A marca continua exposta ao que a indústria chama de “comprador aspiracional”, aquele que é novo no luxo. Esses compradores tendem a ser mais economicamente sensíveis do que pessoas com patrimônio líquido ultraelevado. Os compradores aspirantes também afetaram a Kering, que disse no mês passado que espera um impacto no lucro devido às vendas fracas da Gucci.

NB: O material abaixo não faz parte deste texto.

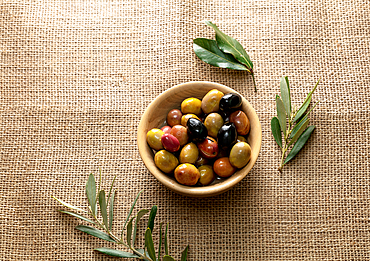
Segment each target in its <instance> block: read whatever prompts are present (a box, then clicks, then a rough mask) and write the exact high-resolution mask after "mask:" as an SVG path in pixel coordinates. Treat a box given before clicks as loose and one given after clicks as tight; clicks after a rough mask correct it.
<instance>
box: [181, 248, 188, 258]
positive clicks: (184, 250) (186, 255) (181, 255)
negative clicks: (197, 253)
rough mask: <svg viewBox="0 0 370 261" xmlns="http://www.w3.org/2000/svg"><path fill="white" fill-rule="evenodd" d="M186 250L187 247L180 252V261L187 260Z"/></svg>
mask: <svg viewBox="0 0 370 261" xmlns="http://www.w3.org/2000/svg"><path fill="white" fill-rule="evenodd" d="M188 250H189V245H188V246H187V247H186V248H185V249H184V251H183V252H182V254H181V261H186V259H187V258H188Z"/></svg>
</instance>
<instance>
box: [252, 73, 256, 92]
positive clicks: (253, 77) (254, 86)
mask: <svg viewBox="0 0 370 261" xmlns="http://www.w3.org/2000/svg"><path fill="white" fill-rule="evenodd" d="M251 75H252V80H253V85H254V91H255V92H257V86H256V81H255V80H254V72H253V71H252V70H251Z"/></svg>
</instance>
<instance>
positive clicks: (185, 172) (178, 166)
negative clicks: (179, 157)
mask: <svg viewBox="0 0 370 261" xmlns="http://www.w3.org/2000/svg"><path fill="white" fill-rule="evenodd" d="M199 178H200V173H199V170H198V169H197V168H196V167H195V166H194V165H192V164H189V163H184V164H180V165H179V166H177V168H176V169H175V179H176V180H177V182H179V183H180V184H183V185H187V186H193V185H195V184H197V182H198V180H199Z"/></svg>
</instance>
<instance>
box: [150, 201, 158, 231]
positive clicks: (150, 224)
mask: <svg viewBox="0 0 370 261" xmlns="http://www.w3.org/2000/svg"><path fill="white" fill-rule="evenodd" d="M157 209H158V208H157V206H153V207H152V209H151V210H150V214H149V219H148V228H150V231H151V232H152V233H153V228H154V219H155V215H156V214H157Z"/></svg>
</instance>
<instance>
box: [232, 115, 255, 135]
mask: <svg viewBox="0 0 370 261" xmlns="http://www.w3.org/2000/svg"><path fill="white" fill-rule="evenodd" d="M230 122H232V123H234V125H235V127H236V131H237V132H238V134H240V135H247V134H248V133H249V129H250V123H249V119H248V117H247V115H246V114H245V113H244V112H243V111H234V112H233V113H231V114H230Z"/></svg>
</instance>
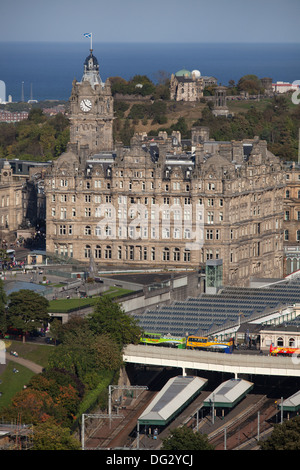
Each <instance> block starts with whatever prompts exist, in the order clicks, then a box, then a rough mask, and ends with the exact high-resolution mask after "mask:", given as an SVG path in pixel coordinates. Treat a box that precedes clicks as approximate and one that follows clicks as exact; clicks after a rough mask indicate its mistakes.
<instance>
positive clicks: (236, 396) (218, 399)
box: [203, 379, 253, 408]
mask: <svg viewBox="0 0 300 470" xmlns="http://www.w3.org/2000/svg"><path fill="white" fill-rule="evenodd" d="M252 388H253V383H252V382H248V381H247V380H243V379H230V380H227V381H226V382H223V383H221V385H219V386H218V387H217V388H216V389H215V390H214V391H213V392H212V393H211V394H210V395H209V396H208V397H207V398H206V399H205V401H204V402H203V405H204V406H211V405H212V404H214V406H215V407H220V408H233V407H234V406H235V405H236V404H237V403H238V402H239V401H241V400H242V398H244V396H245V395H247V393H248V392H249V391H250V390H251V389H252Z"/></svg>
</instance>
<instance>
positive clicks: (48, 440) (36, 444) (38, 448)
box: [33, 420, 81, 450]
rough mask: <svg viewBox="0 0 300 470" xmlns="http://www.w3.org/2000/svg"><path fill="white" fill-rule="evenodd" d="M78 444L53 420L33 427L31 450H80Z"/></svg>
mask: <svg viewBox="0 0 300 470" xmlns="http://www.w3.org/2000/svg"><path fill="white" fill-rule="evenodd" d="M80 447H81V446H80V442H79V441H78V440H77V439H76V438H75V437H73V436H72V435H71V433H70V431H69V430H68V429H67V428H64V427H61V426H58V425H57V423H56V422H55V421H53V420H48V421H47V422H46V423H42V424H39V425H37V426H35V427H34V434H33V450H80Z"/></svg>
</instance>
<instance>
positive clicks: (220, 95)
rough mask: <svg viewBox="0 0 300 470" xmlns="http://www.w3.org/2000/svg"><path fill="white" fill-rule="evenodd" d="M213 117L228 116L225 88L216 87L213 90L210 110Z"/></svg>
mask: <svg viewBox="0 0 300 470" xmlns="http://www.w3.org/2000/svg"><path fill="white" fill-rule="evenodd" d="M212 112H213V114H214V116H226V117H227V116H228V114H229V110H228V108H227V105H226V87H224V86H218V87H216V89H215V102H214V107H213V110H212Z"/></svg>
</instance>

Entretanto, Akeroyd afirmou que pretende duplicar as vendas de artigos de couro e vestuário feminino, ao mesmo tempo que impulsiona a procura de acessórios com margens mais elevadas, como bolsas, cintos e cachecóis.

Ele aposta em Lee para replicar seus sucessos na Bottega Veneta, onde o designer lançou as bolsas “it” Pouch e Cassette, e onde seus mules Lido de bico quadrado se tornaram um sucesso.

Akeroyd também quer diversificar um negócio que é muito dependente de algumas categorias e geografias. As vendas da Burberry para clientes chineses, que antes da pandemia representavam cerca de 40% das vendas, ainda estão em dificuldades – caíram 19% no último trimestre.

A renovação de Akeroyd também não foi ajudada pela queda na demanda nos EUA ou pelas mudanças no regime de compras livres de impostos no Reino Unido, que levaram turistas a gastar seu dinheiro em Paris, Milão e em outros lugares da Europa.

Então, a Burberry é a ação para apostar se o cenário macroeconômico começar a melhorar? Nem todos estão convencidos disso.

“Existem nomes mais atraentes no setor”, disse Lund-Yates. “Estamos olhando para a Burberry como uma história de grande reviravolta? Acho que esse cavalo já fugiu.”